World's Top Motorcycle Dealer
Prayer flags above Dingboche. Lhotse and Island Peak in the background.

Monday, May 20, 2019

Altitude problems

I've been a little busy lately with a lot of stuff happening very quickly. Our rotation to Camp 1 went well and I was able to move up through the icefall relatively easily, taking 5 1/2 hours. I spent a good night there and then moved to upper Camp 2 at about 21,300' the next morning. Again, I moved reasonably quickly and was able to eat a good lunch and dinner.

Unfortunately things then went downhill pretty fast. I crawled into my sleeping bag for a 13 hour sleep until breakfast and that's when my troubles started. I hallucinated all night long. I was seeing visions and hearing voices. And they weren't even interesting! Just lines of people in buildings and meaningless babbling that was supposed to be profound thoughts. I don't believe I ever actually fell asleep the whole night.

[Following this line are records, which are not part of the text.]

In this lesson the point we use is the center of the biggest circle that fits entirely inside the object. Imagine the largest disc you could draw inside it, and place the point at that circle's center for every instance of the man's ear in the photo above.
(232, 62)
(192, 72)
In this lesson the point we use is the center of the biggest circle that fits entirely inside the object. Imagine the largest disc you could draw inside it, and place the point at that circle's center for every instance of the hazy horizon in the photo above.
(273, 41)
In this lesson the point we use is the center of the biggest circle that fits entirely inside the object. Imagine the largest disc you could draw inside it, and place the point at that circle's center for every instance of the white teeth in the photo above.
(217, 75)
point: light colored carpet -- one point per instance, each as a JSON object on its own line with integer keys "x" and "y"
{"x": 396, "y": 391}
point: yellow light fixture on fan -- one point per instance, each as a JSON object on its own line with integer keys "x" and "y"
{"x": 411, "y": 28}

I also struggled to maintain an even body temperature moving from hot to cold every few minutes. I was moaning all night and in spite of my best efforts I couldn't stop. Finally the sun came up and the interminable night ended. I got up and found myself quite dizzy.

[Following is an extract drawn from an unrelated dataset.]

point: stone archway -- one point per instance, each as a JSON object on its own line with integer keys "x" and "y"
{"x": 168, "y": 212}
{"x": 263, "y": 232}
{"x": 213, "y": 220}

I mentioned all this at breakfast to Big Tendi, one of our guides, and he suggested that I might be having early symptoms from HACE, High Altitude Cerebral Edema. HACE is a potentially fatal result of being at high altitude. It is a swelling of the brain. This "blinding flash of the obvious", to quote an old friend, had me very concerned. After some quick consultation with the team leader it was agreed that I needed to descend quickly.

I dropped first to Camp 1 and then to base camp. I felt normal again at base camp and slept soundly that night. The following morning I consulted with the doctors in base camp at the HRA and they felt I would probably be okay in ascending again. I didn't like the word "probably". I had a series of long discussions with the team leader and two other guides and all said they would not go back up under these circumstances.

In spite of not wanting to hear this, I knew they were giving the correct advice. I have already personally experienced high altitude problems nearly becoming fatal and don't want to repeat it again. So I have abandoned my effort on Lhotse and caught a helicopter to Kathmandu. I feel quite disappointed with this turn of events but the risk/reward ratio just didn't make sense. No mountain is worth dying for.

I don't know what the future holds for me and 8,000 meter peaks. It is quite possible that I'm not really built for this extreme elevation and it's also possible that I over reacted and could have gone back up. I am committed to trying Ama Dablam with Altitude Junkies in the late fall and that will give me an idea. It is actually almost 1,000 feet higher than C2 on Everest/Lhotse but I won't be sleeping at this height. Honestly I am more concerned with whether I can handle the steep, technical and exposed nature of the climb more than I'm concerned with the elevation.

The photos are from within the Khumbu Icefall, the Western Cwm/Camp 1 and 2 and my Sherpa guide Furba who was assigned to climb with me. He was fantastic!